ダイモン 15
トーゼツは一人で路地裏を歩いていた。
そこはとても入り組んでおり、昼間というの暗い細い道であった。
アイギパーンは雇われ傭兵。金さえ払えば誰からでも、どんな任務でも受ける。そういう性格上、冒険者ギルドや、メイガス・ユニオンだけではなく、世界中のいろんな国から指名手配を受けている者だ。莫大な賞金をかけられている首である以上、冒険者から見れば歩くお金でもある。
きっと隠れているとしたら、このような一目につかない場所だ。ということでトーゼツは居るだけで気分が下がりそうな路地を歩いているのだが──
「やっぱ居なさそうだな。っていうか、人影すら見えないし、もっと別の場所にいるのかな?」
一目のつかない場所などたくさんある。空き家に下水道、コーゲンミョウラクの郊外……。もしかしたら、もうコーゲンミョウラクから出ているかもしれない。しかし、トーゼツよりもずっと前から捜索していたローリィがこの都市内にいる時点でまだ、コーゲンミョウラクに居るのは確定だと思って良いだろう。
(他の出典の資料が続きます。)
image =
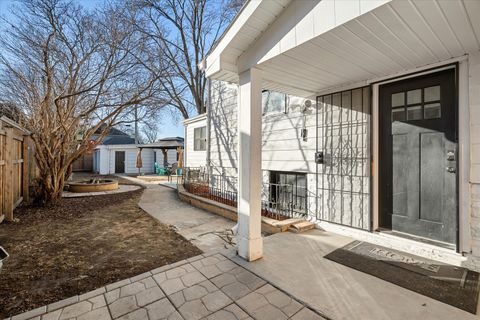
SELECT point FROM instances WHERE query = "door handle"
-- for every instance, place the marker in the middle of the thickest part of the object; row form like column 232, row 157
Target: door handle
column 451, row 155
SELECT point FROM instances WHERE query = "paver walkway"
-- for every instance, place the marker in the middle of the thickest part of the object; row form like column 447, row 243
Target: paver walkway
column 209, row 286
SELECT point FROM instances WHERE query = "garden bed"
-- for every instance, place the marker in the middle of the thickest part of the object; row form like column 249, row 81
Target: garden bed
column 80, row 245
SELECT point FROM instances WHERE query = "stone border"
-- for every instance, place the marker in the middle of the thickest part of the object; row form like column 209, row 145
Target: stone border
column 268, row 225
column 121, row 189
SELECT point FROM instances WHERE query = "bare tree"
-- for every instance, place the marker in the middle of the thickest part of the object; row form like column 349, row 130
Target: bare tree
column 178, row 34
column 71, row 73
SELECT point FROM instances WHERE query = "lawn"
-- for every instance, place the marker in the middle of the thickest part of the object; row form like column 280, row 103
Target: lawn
column 80, row 245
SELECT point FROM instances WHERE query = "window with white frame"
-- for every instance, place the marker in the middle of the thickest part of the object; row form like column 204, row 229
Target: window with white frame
column 200, row 139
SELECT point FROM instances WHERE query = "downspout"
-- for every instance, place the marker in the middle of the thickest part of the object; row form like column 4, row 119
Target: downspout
column 208, row 106
column 185, row 153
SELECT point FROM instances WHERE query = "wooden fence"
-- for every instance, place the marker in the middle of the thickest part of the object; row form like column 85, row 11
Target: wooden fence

「はぁ……ここは一度、アイギパーンを後回しにして厄災探しの方を──」
と思っていたその時であった。
トーゼツの横を素早く何かがすり抜けていく。
「っ!?」
それは目の端でしか捉えきれなかったが、確かに魔力を帯びていた。街に迷い込んだ魔物、という可能性もある。放置しておくわけにはいかない。
そう思ったトーゼツはすぐさま振り返り、通り過ぎたモノの正体を見ようとする。
それは一匹の猫。しかし、明らかにただの猫ではない。魔獣化してしまっている。猫はトーゼツに一切の興味がないようで、全く動じることなく去っていく。
「待て!」
トーゼツは持っていた槍を魔獣猫に向けて迷いなく、強く投げる。それはまさに弾丸のような速さであった。しかし、猫はその小さな体と素早い動きを利用し、咄嗟に避ける。だが、無傷では済まなかったようだ。それは腹部をかすり、血を流し出す。
「ッシャァァァァァァァ!!』
それは猫科らしく、しかし明らかに獰猛な獣のような声をあげてトーゼツを睨む。どうやらトーゼツを敵とみなしたようだ。それは明らかな敵意と殺意を抱いた眼光であった。
どれだけ元が猫と言えども今は魔獣。きっと戦いに慣れない市民であれば、その鳴き声と眼で恐怖をして体が動かなくなってしまうだろう。だが、トーゼツは恐怖することも、焦ることもなく落ち着いて新たに武器、剣を取り出す。
(あんな小さい獣を相手に剣を振り回しても勝てないだろうな。ここはカウンターを狙っていく!)
そうしてトーゼツは剣を構えながら、猫の挙動に注意する。呼吸から目の動き、体の重心、あらゆる点から次はどのように猫が動くのかと予測していく。きっと、トーゼツの考えている事を猫は分かっているのだろう。獣とはいえその知能と本能は決して侮れない。